Como aquela âncora inesperadamente entre plantas e flores, porém sempre alusiva ao mar, ainda que fora dele, essa recolha de inéditos tem forte relação com os livros de odes e navegações de Neruda da década de 1950 e, ao mesmo tempo, em seu conjunto, compõe um livro completamente novo. Com tradução e texto de orelha de Alexei Bueno, introdução e notas de Darío Oses, diretor da Biblioteca e Arquivos da Fundação Pablo Neruda, Teus Pés Toco na Sombra traz ainda, na edição brasileira bilíngue, prólogo de Pere Gimferrer e uma edição fac-similar dos manuscritos.
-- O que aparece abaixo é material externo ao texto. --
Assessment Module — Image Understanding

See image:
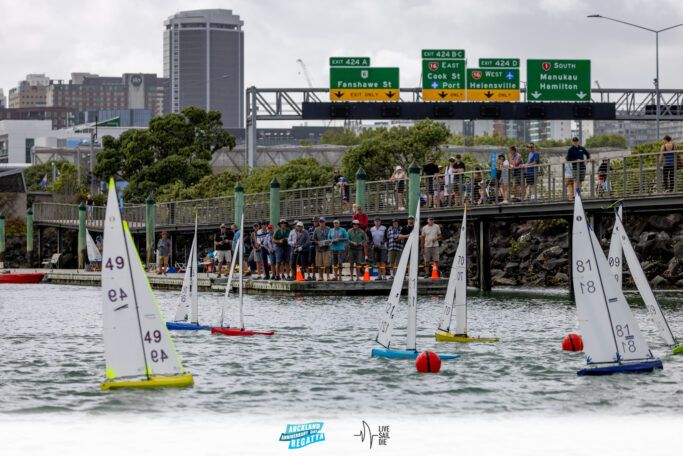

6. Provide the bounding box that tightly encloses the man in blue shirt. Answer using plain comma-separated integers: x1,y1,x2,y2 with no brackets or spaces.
524,143,541,200
567,137,591,199
327,220,349,281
Pela riqueza de informações fornecida por Oses, sobre a genealogia dos poemas e os prováveis livros aos quais estariam destinados, é possível presumir a época e o lugar de cada texto dentro da incomensurável geografia dos cantos de Neruda, isso quando os próprios inéditos não aparecem datados, alguns deles com registro de local e horário. Entre esses, há a curiosidade de um poema que o autor escreveu no verso de um programa musical, a bordo de um transatlântico, em 1967, e outro manuscrito num menu, contendo uma anotação com a letra de Matilde: “Día 29 - Diciembre 1952 - 11 de la mañana - volando a 3500 metros - de altura entre - Recife y Río Janeiro”.
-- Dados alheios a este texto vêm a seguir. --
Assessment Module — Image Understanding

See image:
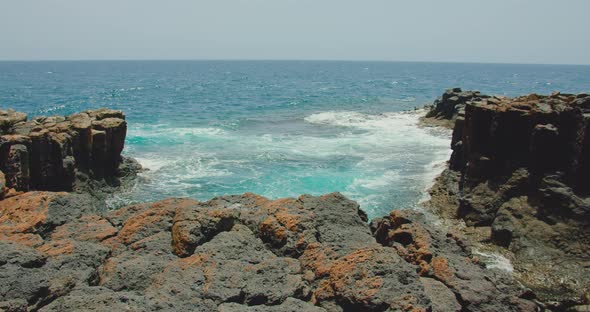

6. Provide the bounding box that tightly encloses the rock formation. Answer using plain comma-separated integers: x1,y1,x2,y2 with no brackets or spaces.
430,93,590,306
0,108,137,195
422,88,490,128
0,192,538,311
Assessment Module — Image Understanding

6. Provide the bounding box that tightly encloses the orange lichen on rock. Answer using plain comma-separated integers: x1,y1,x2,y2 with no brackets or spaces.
117,199,195,245
51,215,117,242
314,248,383,301
430,257,454,281
299,243,336,276
0,192,66,235
37,239,74,257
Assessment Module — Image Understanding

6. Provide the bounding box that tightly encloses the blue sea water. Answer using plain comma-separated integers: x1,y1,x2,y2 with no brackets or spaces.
0,61,590,216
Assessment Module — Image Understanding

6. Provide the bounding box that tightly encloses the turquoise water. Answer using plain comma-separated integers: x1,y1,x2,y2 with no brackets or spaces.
0,61,590,216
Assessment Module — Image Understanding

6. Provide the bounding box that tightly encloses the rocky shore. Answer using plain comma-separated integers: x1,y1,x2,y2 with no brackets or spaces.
428,90,590,309
0,99,590,312
0,108,140,199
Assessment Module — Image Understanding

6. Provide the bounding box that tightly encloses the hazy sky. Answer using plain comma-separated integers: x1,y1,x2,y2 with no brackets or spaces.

O conjunto vai de 1952, quando Neruda regressa ao Chile após anos de exílio, a 1973, pouco antes de sua morte. Na maioria, são (14) poemas encontrados em meio a manuscritos de odes de 1954 a 1959. Os demais (exceto o poema de 1973) pertencem à década de 1960 e estão ligados à casa e às recordações do poeta em Isla Negra. Poemas de Amor, seção que abre o livro, reúne seis elogios a Matilde Urrutia, a amada que Neruda mitificou em sua poesia. Na seção Outros Poemas, diversificam-se os motivos, são genealogias do poeta e sua pátria, elementos do homem e do cosmo confundidos, recorrências à força da terra, dos povos, das raças, e aos emblemas vários de sua exploração, como o que está simbolizado em “um siclo de sombra”.
Num inventário de temas representativos do caráter elementar e planetário desse, como dizia Vinicius de Moraes, “cantor geral” que foi Neruda, têm destaque no livro os poemas mais longos, de cunho biográfico, em que o autor trata da própria poética num tom crítico ou sarcástico. Ultrapassando a oposição entre “o literário” e “a vida”, Neruda coloca outro dilema mais difícil: o da vida sem tempo para o tempo da poesia. Exemplo disso é o poema que lembra o terremoto na cidade chilena de Valdivia em 1960: “Agora o homem está ocupado / e não mira o bosque profundo / já não investiga a folhagem / nem lhe caem do céu as folhas / está ocupado o homem agora / ocupado em cavar sua cova”. Ou ainda os antológicos versos que falam da relação do poeta com o telefone: “Eu, poeta torpe como um pato na terra, / fui me corrompendo até conceder / minha orelha superior (que consagrei / com inocência a pássaros e música) / a uma prostituição de cada dia, conectando ao ouvido o inimigo / que foi se apoderando do meu ser”.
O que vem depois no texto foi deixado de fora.